Priscilla Branco, da Ipsos, abordou o conceito de policrise, formulado nos anos 1970 por Edgar Morin, e como ele se aplica ao Brasil atual, onde múltiplas crises coexistem e afetam a confiança nas instituições. Ela observou que a baixa confiança dos brasileiros em empresas e governos exige que as organizações cultivem uma relação mais sólida com o público. “Benefício da dúvida não é dado automaticamente para ninguém”, explicou Branco. “As pesquisas ajudam a ler o humor e as expectativas das pessoas” continuou, detalhando o papel do estudo para entender as demandas sociais e implementar práticas reais de ESG – cruciais para gerar confiança. “60% das pessoas acreditam que ações verdadeiras de ESG podem alavancar a confiança nas empresas”, concluiu.
“O agro sempre ‘pregou para convertidos’, mas o setor agora busca transformar essa comunicação”, explicou Reche, da Syngenta, ao falar sobre a percepção negativa em torno do agronegócio e como essa imagem precisa ser transformada. Ela afirmou que o setor historicamente se comunicou mais com um público interno, enquanto o interesse em expandir o diálogo com a sociedade é recente.
Para Maria Teresa Orlandi, da PepsiCo Brasil, o estigma que cerca as multinacionais também é um obstáculo. Ela ressaltou que há um ceticismo em relação ao comprometimento dessas empresas com as comunidades locais, mas acredita que a Comunicação pode desmistificar essa imagem. “As marcas de consumo devem ter uma atuação positiva em torno de temas relevantes para a sociedade: autenticidade, consistência e relevância são fundamentais”, observou.

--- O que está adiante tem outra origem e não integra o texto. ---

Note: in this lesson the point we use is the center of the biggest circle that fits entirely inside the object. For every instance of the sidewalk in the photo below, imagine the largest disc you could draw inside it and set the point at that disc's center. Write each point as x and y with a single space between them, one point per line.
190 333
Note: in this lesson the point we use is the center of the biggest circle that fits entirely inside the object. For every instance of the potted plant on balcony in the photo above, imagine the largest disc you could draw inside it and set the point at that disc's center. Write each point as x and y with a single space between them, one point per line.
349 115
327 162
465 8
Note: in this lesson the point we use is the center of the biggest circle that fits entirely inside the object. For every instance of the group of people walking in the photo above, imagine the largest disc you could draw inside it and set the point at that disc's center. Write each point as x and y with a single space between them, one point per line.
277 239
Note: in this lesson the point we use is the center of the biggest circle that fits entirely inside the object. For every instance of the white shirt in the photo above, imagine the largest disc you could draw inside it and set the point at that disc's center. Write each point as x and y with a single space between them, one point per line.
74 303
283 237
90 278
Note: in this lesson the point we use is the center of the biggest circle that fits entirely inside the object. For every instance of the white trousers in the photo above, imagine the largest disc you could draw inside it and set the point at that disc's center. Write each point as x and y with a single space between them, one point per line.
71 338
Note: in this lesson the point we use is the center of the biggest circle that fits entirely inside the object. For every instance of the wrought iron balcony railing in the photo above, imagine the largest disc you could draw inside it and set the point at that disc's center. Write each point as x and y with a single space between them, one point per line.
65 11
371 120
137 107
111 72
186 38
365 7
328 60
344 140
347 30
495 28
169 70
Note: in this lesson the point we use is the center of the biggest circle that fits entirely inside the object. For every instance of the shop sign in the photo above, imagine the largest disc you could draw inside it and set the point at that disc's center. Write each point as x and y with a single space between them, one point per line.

Indicadores e o papel das empresas na sociedade
Para Priscilla Branco, a importância do desenvolvimento sustentável já é consenso, mas a percepção de que as empresas não estão fazendo o suficiente ainda persiste. “Há um sentimento anti-establishment e uma sensação de que o sistema está falido”, destacou. Branco apontou ainda que a polarização social interfere na forma como o público avalia o setor empresarial, gerando uma nova camada de complexidade. Por isso, a construção da confiança depende da capacidade das empresas de promover o diálogo em áreas estratégicas e relevantes.
Silveira ressaltou a importância de que as ações de ESG sejam genuínas e enraizadas na cultura organizacional, como forma de conquistar a licença social para operar. Os palestrantes também destacaram o valor de uma comunicação estratégica e autêntica, que funcione como um “radar interno e externo”, conforme descreveu Maria Teresa Orlandi. Ela reforçou que a Comunicação deve ganhar cada vez mais relevância na estratégia organizacional, ao identificar tendências e sensibilidades locais, ajustando as mensagens para refletir a diversidade de realidades no Brasil. “Em um país como o Brasil, temos muitas realidades; o olhar regional ou local é extremamente importante para que a Comunicação seja crível”, pontuou.
Gastaldi, da Ipsos, declarou que o excesso de indicadores pode ser um desafio, e que o papel da Comunicação é saber selecionar e interpretar esses dados com precisão. “Esses indicadores devem ser analisados com base em referências”, explicou. De acordo com Gastaldi, a análise cuidadosa dessas informações é essencial para que as empresas alinhem suas ações de ESG às expectativas sociais.
“O que gera mais repercussão é o ódio, a destruição, porque essas coisas geram mais tráfego e engajamento”, afirmou Gastaldi. “Por isso, as empresas devem focar em transparência, para evitar que sejam ‘desconstruídas’ em uma crise reputacional”, continuou. Para ele, a sociedade vê as empresas como agentes de transformação e elas precisam assumir um papel cidadão – inclusive reduzindo seu distanciamento em relação à política.